Tl;dr: I reached 100% test coverage (as measured by
coverage) on several of my projects, and I'm planning on continuing that trend for the important projects I maintain. We were chatting about this, and I decided to write a blog post about how to get to 100% test coverage, and why.
Back in 2014, Apple issued a critical security update for iOS, to patch a bug known as #gotofail.
SSLVerifySignedServerKeyExchange(SSLContext *ctx, bool isRsa, SSLBuffer signedParams,
uint8_t *signature, UInt16 signatureLen)
if ((err = SSLHashSHA1.update(&hashCtx, &serverRandom)) != 0)
if ((err = SSLHashSHA1.update(&hashCtx, &signedParams)) != 0)
if ((err = SSLHashSHA1.final(&hashCtx, &hashOut)) != 0)
The second highlighted
goto fail caused
SSLVerifySignedServerKeyExchange calls to jump to the
fail block with a successful
err. This bypassed the actual signature verification and returned a blanket success. With this bug in place, malicious servers would have been able to serve SSL certs with mismatched or missing private keys, and still look legit.
One might argue for strict indentation, using curly braces for all
if blocks, better coding practices, or just Better Reviews.
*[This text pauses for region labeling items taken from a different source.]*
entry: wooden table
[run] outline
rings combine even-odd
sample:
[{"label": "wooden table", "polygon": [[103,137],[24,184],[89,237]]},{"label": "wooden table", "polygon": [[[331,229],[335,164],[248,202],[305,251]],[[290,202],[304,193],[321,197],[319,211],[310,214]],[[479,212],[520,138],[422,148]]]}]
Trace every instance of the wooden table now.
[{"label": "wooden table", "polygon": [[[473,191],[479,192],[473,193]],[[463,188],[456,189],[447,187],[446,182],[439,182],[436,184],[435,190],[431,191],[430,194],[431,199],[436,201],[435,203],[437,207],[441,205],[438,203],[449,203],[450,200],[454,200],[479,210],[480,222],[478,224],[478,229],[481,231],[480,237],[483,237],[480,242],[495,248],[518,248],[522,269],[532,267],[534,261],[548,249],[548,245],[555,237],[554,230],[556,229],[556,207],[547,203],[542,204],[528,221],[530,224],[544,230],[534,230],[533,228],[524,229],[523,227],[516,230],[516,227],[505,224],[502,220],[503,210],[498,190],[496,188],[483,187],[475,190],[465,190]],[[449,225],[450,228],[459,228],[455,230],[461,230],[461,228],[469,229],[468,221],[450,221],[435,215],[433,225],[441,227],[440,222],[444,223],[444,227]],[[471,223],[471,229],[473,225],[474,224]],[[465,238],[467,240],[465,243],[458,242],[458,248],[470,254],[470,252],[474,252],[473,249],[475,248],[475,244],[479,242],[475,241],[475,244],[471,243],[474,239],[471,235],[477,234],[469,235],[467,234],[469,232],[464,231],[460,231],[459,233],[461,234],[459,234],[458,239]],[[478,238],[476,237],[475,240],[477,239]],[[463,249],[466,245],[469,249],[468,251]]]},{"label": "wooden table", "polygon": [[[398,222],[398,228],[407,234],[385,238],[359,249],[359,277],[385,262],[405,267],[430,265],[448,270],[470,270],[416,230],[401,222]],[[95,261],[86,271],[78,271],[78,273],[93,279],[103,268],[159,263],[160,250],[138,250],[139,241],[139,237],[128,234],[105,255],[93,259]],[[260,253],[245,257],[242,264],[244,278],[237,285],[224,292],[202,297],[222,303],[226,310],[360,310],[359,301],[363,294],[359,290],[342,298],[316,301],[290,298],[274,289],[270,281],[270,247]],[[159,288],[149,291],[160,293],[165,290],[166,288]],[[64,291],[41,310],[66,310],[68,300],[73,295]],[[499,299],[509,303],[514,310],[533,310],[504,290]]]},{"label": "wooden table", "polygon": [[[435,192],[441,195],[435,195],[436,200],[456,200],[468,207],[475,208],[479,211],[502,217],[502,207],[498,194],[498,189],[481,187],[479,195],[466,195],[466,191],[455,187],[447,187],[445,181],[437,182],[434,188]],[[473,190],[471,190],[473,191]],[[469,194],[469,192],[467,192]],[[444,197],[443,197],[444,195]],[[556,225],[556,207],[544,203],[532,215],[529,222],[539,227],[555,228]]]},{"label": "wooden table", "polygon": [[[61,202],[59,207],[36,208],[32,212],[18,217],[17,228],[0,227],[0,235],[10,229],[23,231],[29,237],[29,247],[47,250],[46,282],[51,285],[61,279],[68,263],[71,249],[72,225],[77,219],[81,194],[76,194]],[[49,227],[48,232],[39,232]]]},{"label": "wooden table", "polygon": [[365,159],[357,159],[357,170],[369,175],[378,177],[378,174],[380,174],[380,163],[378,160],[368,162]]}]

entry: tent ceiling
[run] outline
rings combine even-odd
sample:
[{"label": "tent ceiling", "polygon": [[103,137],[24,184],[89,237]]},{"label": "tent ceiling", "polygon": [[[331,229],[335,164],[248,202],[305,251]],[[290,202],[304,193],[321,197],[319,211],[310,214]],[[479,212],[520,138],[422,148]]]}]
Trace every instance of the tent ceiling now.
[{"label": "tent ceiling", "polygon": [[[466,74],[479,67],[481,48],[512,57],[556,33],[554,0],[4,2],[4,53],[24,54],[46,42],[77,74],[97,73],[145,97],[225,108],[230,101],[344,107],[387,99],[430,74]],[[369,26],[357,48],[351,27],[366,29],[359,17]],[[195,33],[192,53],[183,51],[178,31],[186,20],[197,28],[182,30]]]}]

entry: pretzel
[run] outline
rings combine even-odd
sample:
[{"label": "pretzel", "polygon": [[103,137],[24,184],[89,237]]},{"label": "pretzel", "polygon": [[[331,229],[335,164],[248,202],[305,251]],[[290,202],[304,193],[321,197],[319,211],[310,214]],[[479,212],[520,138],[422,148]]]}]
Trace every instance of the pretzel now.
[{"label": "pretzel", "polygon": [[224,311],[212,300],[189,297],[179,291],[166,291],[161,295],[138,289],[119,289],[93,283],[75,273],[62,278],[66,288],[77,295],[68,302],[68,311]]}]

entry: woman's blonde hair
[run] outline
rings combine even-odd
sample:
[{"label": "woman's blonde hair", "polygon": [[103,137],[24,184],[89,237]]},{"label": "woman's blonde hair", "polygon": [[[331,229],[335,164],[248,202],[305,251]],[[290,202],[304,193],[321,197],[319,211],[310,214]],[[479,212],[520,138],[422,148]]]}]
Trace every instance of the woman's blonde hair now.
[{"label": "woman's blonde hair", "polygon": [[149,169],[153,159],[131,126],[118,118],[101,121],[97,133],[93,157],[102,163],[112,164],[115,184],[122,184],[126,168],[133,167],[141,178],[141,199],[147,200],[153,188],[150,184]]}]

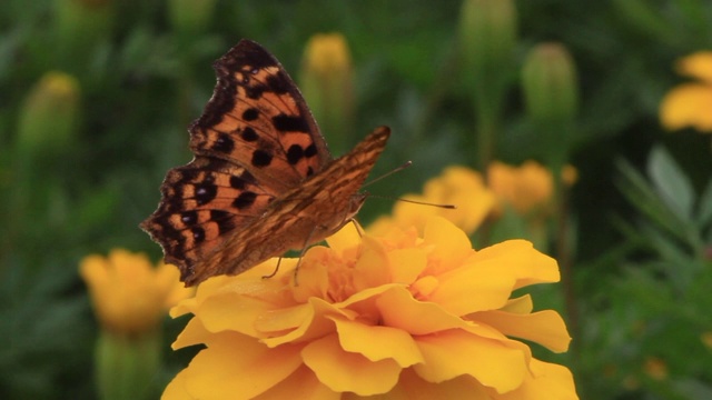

But 100% test coverage would have found it.
"For the bug at hand, even the simplest form of coverage analysis, namely line coverage, would have helped to spot the problem: Since the problematic code results from unreachable code, there is no way to achieve 100% line coverage.
"Therefore, any serious attempt to achieve full statement coverage should have revealed this bug."
Even though python has meaningful indentation, that doesn't mean it's foolproof against unreachable code. Simply marking each line as visited is enough to protect against this class of bug.
And even when there isn't a huge security issue at stake, unreachable code can clutter the code base. At best, it's dead weight, extra lines of code to work around, to refactor, to have to read when debugging. At worst, it's confusing, misleading, and hides serious bugs. Don't do unreachable code.
My first attempt at 100% test coverage was on a personal project, on a whim. I knew all my code was good, but full coverage was something I had never seen. It was a lark. A throwaway bit of effort to see if I could do it, and then something I could mention offhand. "Oh yeah, and by the way, it has 100% test coverage."
Imagine my surprise when I uncovered some non-trivial bugs.
This has been the norm. Every time I put forward a sustained effort to add test coverage to a project, I uncover some things that need fixing. And I fix them. Even if its as small as a confusing variable name or a complex bit of logic that could use a comment or two. And often it's more than that.
Certainly, if I'm able to find and fix bugs while writing tests, I should be able to find and fix those bugs when they're uncovered in the wild, no? The answer is yes. But. It's a difference of headspace and focus.
When I'm focused on isolating a discrete chunk of code for testing, it's easier to find wrong or confusing behavior than when when I'm deploying some large, complex production process that may involve many other pieces of software. There are too many variables, too little headspace for the problem, and often too little time. And Murphy says those are the times these problems are likely to crop up. I'd rather have higher confidence at those times. Full test coverage helps reduce those variables when the chips are down.
Software is the proverbial shark: it's constantly moving, or it dies. Small patches are pretty easy to eyeball and tell if they're good. Well written and maintained code helps here too, as does documentation, mentoring, and code reviews. But only tests can verify that the code is still good, especially when dealing with larger patches and refactors.
Tests can help new contributors catch problems before they reach code review or production. And sometimes after a long hiatus and mental context switch, I feel like a new contributor to my own projects. The new contributor you are helping may be you in six months.
Sometimes your dependencies release new versions, and it's nice to have a full set of tests to see if something will break before rolling anything out to production. And when making large changes or refactoring, tests can be a way of keeping your sanity.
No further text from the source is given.